Givenchy

PARIS, March 9, 2002
By Sarah Mower
Julien Macdonald has been handed the mandate to carve out a distinct, but commercially-viable identity for the house of Givenchy. For Fall—his second collection as creative director— Macdonald brought in a few of the design ideas currently making the rounds. Patchwork, handkerchief-point chiffon dresses, biker jackets and the somewhat exhausted Casbah look all made an appearance.

Macdonald opened with a grayish-brown distressed leather patchwork parka worn with gray leather pants and stacked knee-high boots. His take on biker leathers involved cutting and seaming the jacket short and close to the body, then adding an Elizabethan-style standup collar.

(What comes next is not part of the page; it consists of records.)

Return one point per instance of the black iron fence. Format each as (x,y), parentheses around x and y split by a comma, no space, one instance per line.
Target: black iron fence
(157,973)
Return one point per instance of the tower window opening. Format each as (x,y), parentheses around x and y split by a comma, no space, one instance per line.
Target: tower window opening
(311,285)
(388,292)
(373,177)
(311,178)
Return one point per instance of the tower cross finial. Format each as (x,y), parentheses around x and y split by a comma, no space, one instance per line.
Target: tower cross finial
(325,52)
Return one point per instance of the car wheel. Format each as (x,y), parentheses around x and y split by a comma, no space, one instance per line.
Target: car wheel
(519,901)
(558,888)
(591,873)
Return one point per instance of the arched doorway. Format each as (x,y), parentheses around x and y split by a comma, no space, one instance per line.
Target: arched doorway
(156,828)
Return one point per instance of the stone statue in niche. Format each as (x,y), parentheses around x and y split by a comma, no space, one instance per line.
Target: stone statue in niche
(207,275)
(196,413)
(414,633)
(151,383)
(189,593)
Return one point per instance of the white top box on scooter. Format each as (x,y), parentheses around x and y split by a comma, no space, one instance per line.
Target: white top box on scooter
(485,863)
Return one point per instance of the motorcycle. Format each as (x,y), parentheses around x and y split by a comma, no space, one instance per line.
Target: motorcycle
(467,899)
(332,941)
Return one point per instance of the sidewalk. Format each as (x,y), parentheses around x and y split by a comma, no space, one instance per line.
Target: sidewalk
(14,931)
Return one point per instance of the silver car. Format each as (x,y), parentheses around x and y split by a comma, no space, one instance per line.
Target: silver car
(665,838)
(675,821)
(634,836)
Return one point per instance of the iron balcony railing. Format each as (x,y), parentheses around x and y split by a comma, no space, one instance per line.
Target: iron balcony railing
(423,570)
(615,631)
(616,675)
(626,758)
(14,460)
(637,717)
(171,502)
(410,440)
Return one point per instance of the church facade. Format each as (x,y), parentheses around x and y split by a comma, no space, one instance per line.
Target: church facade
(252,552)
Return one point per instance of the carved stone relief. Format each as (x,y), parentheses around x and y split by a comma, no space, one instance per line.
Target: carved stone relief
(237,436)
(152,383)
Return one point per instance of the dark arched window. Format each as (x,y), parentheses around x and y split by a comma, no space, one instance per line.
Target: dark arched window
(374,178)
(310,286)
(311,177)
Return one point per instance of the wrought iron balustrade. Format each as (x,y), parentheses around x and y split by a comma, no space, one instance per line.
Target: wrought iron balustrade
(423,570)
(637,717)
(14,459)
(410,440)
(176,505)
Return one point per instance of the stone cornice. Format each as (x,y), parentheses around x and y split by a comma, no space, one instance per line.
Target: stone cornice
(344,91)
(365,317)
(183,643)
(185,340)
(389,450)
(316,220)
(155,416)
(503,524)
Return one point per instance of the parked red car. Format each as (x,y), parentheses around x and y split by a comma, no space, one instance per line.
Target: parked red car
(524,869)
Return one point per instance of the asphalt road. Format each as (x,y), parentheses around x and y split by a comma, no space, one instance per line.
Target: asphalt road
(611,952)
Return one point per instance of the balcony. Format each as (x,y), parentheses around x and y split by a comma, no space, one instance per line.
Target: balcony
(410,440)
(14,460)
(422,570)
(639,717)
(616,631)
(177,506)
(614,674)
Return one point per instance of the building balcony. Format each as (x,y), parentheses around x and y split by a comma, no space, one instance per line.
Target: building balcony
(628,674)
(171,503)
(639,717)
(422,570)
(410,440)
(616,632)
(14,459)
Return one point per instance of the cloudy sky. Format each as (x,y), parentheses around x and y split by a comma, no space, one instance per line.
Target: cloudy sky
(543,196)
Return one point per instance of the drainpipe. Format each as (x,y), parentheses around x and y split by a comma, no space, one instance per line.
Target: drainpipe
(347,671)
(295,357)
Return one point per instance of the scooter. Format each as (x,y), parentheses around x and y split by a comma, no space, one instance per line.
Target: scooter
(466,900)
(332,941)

There were also Walter Raleigh-esque bloomers worn with swashbuckling boots, English country house tapestries fashioned into coats and bags, Gloriana-style gilded brocade jeans and a tights-and-tunic look perhaps inspired by a few late-night Errol Flynn movies.

When he exerts his skills in knitwear—his original claim to fame—Macdonald does best, as he demonstrated briefly in this collection with a huge loopy black sweater and some laddered punk knits. But he quickly returned to glitzier looks, like a lame harem jumpsuit, a gold-edged djellaba coat and some café-au-lait-toned satins for evening. It was hard to find a uniting theme other than a feeling for the Eighties. But fashion skewered that decade to death a year ago, and there is still a sense that this collection is struggling to find a raison d'etre.